Shelby gave a crooked smile. “Having an idea.” Reaching for something that looked like a small crowbar in the sack of tools, she pried open the lid of the closest box. “That’s a bingo.”

“Shelby?”

“If we’re going into town, these clothes might make the wrong statement.” She flicked the pocket of her green hoodie for effect. “Don’t you think?”

Back under the tarp she found some simple garments, which looked faded and worn, probably outgrown by the driver’s family back home. She tossed little gems out at Miles, who scrambled to catch everything.

Soon, he held a long, pale-green linen gown with bell sleeves and an embroidered golden strip running down its center, a pair of lemon-yellow stockings, and a bonnet that looked sort of like a nun’s wimple, made of taupe linen.

“But what are you going to wear?” Miles joked.

Shelby had to rummage through a half dozen more boxes full of rags, bent nails, and smooth stones before she found anything that would work for Miles. Finally, she pulled out a simple blue robe made of stiff, coarse wool. It would keep him warm against this buffeting wind; it was long enough to cover his Nikes; and for some reason it occurred to Shelby that the color was perfect for his eyes.

Shelby unzipped her green hoodie and slung it over the back of the cart. Goose bumps rose on her bare arms as she tugged the billowing dress over her jeans and tank top.

Miles still looked reluctant. “I feel weird stealing stuff that guy was probably taking into town to sell,” he whispered.

“Karma, Miles. He stole your hat.”

“No, he found my hat. What if he’s got a family to support?”

Shelby whistled under her breath. “You’d never make it a day on Skid Row, kid”—she shrugged—“unless you had me there to look after you. Look, compromise, we’ll repay something else to the cosmos. My sweater …” She chucked the green hoodie into the box. “Who knows? Maybe hoodies will be all the rage next season in the anatomy theaters, or whatever they do for fun around here.”

Miles held the taupe bonnet above Shelby’s head. But it wouldn’t fit over her ponytail, so he tugged on the elastic band. Her blond hair tumbled down her shoulders. Now she felt self-conscious. Her hair was a complete beast. She never wore it down. But Miles’s eyes lit up as he placed the bonnet on her head.

“M’lady.” He gallantly held out his hand. “Might I have the pleasure of accompanying you into this fair city?”

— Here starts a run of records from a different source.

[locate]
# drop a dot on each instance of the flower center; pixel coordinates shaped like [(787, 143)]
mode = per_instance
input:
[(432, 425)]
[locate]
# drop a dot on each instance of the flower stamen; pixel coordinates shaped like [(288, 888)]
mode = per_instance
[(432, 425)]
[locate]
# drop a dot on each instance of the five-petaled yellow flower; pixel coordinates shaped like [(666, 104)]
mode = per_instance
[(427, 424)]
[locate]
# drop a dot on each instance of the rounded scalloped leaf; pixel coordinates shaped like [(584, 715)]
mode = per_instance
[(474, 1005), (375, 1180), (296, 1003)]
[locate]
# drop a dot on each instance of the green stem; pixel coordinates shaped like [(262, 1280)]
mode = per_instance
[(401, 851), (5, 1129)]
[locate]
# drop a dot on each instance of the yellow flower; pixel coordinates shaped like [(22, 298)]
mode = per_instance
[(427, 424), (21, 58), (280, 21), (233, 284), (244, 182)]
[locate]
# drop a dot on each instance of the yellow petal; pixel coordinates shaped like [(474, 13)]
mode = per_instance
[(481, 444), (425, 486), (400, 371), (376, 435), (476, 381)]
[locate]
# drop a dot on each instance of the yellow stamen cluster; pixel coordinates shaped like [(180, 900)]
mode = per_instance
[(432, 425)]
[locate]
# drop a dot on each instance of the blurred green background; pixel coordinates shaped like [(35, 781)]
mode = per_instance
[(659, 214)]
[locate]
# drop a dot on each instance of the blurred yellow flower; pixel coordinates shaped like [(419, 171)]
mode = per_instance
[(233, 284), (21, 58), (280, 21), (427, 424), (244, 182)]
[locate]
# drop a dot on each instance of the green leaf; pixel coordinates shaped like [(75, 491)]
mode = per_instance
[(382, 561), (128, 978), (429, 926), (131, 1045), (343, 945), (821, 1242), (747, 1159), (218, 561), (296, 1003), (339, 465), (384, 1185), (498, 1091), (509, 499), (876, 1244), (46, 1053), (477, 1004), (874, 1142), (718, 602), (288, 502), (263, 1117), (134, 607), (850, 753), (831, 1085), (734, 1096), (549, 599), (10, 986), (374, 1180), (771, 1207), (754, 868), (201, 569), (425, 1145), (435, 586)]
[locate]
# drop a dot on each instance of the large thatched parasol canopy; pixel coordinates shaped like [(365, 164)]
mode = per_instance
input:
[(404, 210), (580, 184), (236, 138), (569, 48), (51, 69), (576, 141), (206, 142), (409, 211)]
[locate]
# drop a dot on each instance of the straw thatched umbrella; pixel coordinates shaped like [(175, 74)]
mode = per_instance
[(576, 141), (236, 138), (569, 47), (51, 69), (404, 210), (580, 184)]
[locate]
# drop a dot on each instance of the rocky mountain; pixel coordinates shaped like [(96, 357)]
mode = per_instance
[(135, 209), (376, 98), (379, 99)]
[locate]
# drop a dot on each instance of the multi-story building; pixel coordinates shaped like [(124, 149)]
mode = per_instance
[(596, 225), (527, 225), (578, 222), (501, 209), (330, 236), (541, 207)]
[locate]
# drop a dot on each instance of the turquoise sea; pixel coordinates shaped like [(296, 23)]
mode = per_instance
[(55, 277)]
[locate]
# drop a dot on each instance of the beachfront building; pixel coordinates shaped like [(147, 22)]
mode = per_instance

If Luce had been here, back when all three of them were still just good friends and things were a little less complicated, Shelby would have known just how to joke back. Luce would have put on her sweet, demure damsel-in-distress voice and called Miles her knight in shining armor or some crap like that, to which Shelby could have added something sarcastic, and then everyone would have burst out laughing, and the weird tension Shelby felt across her shoulders, the tightness in her chest—it would have gone away. Everything would have felt normal, whole.